Books are my business: Sandycove editorial director Brendan Barrington
Brendan Barrington: 'In 2000 I started The Dublin Review, a quarterly literary journal, and in 2003 I joined the brand-new Penguin Ireland imprint, now Sandycove, as an editor.'
Brendan Barrington is editorial director at Sandycove, an imprint of Penguin Random House. He also founded The Dublin Review, a quarterly magazine of essays, memoir, reportage, and fiction. Born and raised in New York, he lives in Dublin.
How did you get into publishing?
My first job in book publishing was an internship at Lilliput Press, which turned into an editorial role. In 2000 I started The Dublin Review, a quarterly literary journal, and in 2003 I joined the brand-new Penguin Ireland imprint, now Sandycove, as an editor.
What does your role involve?
An editor’s job is enormously wide-ranging. I look for books to acquire for Sandycove: reading submissions from writers and agents, and approaching people who I think may have a brilliant book in them.
To do this part of the job well, I need to keep my ear to the ground for every possible source of talent and expertise.
Once a book is acquired, I work with the author through the writing process (if the writing isn’t already completed), and I edit the text — a process that can take weeks or months, depending on the nature of the project.
Meanwhile, I am working to marshal all of the resources of Penguin Random House to make sure the book will have its very best chance of success on publication.
I brief a jacket design from the art department — aiming to have a finished jacket months before publication, so that we can share it with booksellers and media.
The sales team is responsible for making sure that the booksellers know about the book, read it in advance when possible, and order healthy numbers.
The comms team prepares a campaign of publicity and marketing that will peak in the period around the publication date.
The rights team looks to sell foreign editions of the book and to explore possibilities for a film or TV adaptation or any other use of the intellectual property.
There is a team that sees the book through the copy-editing and proofreading processes. And there is a team that oversees the physical production of the book.
The editor’s job is to make sure that all of these colleagues have the information and materials they need in order to do the very best they can for each project.
What do you like most about it?
The variety. Every book is different, and every author is different. I love the challenge of making an editorial plan and a publishing plan for each book: it’s really different every time, and so it never becomes repetitive.
And I love the drama of working with a writer to make a book as good it can be.
What do you like least about it?
It’s hard when a terrific book doesn’t get the level of attention or sales you think it deserves. Every editor goes through this, it’s part of the job.
But whereas editors always have multiple books on the go, some of which might be bestsellers or prize-winners, for an author their latest book is the only book that matters, and I feel for them when it does not connect with the public in the way we had hoped.

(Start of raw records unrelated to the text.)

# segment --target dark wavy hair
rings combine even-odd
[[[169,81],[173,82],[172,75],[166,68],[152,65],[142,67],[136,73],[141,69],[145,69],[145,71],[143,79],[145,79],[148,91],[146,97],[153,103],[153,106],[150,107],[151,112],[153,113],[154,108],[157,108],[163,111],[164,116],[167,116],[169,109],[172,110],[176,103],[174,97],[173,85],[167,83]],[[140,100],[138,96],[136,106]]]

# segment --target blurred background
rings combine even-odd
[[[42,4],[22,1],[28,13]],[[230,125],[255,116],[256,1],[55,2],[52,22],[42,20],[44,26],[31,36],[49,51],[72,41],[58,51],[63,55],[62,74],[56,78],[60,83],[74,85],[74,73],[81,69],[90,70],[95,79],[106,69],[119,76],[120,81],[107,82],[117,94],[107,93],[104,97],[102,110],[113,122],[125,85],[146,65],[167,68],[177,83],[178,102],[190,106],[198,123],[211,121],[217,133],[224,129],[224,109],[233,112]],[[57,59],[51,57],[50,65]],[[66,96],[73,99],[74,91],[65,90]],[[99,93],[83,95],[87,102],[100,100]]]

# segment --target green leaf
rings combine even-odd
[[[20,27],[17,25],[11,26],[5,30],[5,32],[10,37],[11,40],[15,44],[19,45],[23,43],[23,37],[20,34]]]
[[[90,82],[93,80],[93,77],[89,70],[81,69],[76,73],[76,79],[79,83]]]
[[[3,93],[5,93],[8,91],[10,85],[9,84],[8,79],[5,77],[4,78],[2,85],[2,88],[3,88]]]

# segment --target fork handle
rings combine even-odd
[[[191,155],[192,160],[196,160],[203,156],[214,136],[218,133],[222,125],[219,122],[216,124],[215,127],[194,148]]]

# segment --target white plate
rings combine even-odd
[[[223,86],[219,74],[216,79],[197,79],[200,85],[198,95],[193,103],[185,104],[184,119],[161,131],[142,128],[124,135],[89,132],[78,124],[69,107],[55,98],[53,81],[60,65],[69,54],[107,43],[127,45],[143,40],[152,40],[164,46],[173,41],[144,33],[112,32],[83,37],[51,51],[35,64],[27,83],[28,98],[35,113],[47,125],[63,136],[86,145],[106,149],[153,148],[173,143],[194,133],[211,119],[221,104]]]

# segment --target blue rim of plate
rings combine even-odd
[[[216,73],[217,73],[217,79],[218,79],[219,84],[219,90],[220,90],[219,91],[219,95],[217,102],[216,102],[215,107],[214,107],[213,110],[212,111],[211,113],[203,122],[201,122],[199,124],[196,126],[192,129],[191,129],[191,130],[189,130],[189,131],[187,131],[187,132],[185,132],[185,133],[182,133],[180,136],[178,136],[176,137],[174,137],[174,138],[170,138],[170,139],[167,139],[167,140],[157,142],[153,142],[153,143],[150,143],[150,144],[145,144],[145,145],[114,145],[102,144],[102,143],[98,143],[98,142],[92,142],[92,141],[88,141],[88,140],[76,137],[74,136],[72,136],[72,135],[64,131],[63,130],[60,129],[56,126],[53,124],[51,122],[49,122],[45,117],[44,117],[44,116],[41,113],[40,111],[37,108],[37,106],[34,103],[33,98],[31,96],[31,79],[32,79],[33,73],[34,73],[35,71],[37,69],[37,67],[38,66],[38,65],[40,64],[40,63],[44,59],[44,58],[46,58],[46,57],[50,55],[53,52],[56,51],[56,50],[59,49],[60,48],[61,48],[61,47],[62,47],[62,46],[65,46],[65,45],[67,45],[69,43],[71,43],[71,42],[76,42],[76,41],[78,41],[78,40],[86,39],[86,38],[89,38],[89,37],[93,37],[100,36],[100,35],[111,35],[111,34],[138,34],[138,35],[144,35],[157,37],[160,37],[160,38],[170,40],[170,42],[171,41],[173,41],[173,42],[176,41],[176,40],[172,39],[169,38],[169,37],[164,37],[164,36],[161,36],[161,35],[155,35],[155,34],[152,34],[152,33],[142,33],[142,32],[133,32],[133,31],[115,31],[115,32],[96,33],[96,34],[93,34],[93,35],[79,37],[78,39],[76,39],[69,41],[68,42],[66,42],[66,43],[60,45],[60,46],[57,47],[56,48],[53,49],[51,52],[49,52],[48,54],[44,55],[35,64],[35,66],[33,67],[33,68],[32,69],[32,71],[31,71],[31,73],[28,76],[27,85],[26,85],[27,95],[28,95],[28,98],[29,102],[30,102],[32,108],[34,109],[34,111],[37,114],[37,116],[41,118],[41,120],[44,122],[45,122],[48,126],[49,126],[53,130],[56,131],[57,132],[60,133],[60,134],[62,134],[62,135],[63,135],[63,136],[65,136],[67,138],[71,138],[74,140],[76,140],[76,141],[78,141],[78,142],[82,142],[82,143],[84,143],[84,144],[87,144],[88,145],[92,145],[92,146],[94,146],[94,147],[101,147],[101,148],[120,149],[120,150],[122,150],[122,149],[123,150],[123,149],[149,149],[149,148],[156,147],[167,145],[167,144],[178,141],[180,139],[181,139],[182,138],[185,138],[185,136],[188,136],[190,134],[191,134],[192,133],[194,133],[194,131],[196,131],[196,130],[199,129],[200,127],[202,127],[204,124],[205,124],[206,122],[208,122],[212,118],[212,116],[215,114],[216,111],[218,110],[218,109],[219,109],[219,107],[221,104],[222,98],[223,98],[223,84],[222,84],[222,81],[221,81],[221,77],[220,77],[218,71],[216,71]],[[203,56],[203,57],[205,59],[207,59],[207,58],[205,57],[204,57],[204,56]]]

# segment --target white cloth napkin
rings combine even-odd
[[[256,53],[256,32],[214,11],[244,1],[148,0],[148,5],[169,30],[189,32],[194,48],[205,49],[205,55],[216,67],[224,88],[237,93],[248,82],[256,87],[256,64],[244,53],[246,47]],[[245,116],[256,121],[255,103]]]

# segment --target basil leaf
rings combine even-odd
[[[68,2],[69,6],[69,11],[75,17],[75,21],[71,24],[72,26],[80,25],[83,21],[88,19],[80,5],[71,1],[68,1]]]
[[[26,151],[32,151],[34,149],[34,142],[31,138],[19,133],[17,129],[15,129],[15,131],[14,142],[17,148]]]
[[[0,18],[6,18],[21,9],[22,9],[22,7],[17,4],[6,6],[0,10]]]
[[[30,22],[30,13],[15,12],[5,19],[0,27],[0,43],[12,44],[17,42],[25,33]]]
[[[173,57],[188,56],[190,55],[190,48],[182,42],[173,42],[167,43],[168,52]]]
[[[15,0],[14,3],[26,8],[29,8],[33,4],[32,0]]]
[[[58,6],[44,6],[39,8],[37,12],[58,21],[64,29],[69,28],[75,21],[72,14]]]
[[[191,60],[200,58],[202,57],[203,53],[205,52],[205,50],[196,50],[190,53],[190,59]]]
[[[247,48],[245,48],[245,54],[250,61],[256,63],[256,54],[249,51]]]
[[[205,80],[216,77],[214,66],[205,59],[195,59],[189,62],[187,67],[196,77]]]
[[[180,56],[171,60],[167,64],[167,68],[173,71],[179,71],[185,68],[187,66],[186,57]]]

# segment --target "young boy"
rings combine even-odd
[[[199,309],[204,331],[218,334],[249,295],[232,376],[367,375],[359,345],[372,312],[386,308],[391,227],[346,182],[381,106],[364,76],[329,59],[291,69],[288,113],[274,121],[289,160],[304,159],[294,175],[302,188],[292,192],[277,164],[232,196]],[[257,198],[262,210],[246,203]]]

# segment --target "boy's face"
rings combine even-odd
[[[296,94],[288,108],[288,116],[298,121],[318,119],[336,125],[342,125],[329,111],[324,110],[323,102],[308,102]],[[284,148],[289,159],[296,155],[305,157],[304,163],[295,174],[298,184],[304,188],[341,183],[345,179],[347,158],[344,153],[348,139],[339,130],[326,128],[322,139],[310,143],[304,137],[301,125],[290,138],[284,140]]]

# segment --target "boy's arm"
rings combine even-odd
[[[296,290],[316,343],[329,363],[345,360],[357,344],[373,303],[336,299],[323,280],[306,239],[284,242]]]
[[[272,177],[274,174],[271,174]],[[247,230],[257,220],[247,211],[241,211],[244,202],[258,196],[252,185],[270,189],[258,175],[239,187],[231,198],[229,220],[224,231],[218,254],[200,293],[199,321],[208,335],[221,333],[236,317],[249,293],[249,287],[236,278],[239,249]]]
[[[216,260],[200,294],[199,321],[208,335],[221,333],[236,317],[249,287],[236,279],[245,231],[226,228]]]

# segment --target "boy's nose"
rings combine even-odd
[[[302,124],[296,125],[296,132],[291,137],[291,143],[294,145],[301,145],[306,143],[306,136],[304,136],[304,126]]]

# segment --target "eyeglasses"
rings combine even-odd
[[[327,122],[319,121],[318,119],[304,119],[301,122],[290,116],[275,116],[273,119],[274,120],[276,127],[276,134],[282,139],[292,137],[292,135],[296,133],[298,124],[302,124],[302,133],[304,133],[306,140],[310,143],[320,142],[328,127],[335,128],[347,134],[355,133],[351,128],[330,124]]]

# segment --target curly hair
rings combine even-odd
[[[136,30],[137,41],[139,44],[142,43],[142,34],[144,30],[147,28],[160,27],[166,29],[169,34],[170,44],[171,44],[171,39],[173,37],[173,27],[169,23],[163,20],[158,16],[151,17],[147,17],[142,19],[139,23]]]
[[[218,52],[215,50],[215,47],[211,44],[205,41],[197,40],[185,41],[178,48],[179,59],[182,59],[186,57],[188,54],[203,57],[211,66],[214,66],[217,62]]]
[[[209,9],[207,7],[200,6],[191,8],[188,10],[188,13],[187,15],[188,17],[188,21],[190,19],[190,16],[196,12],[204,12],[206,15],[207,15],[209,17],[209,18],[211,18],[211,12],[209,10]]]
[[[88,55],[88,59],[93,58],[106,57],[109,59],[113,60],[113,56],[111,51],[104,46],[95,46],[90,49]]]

What are your career highlights?
Working with Tim Robinson, the great polymathic chronicler of the Aran Islands and Connemara, first at Lilliput and then at Penguin.
For my money, he was Ireland’s greatest living non-fiction writer until his death in 2020 — and one of the very best in the world.
And over the past year it has been a great privilege to work with Anna Fitzgerald on her first novel, Girl in the Making — a really extraordinary piece of work, coming this March.
Three desert island books
Some of my all-time favourite books are very short, but on a desert island you’d better go big.
So, I’ll have the Library of America collected editions of the works of James Baldwin and Joan Didion: they combined deep and wide intelligence with astounding literary style. And I’d better take Ulysses too, to help me remember Dublin and all its great linguistic and literary energy.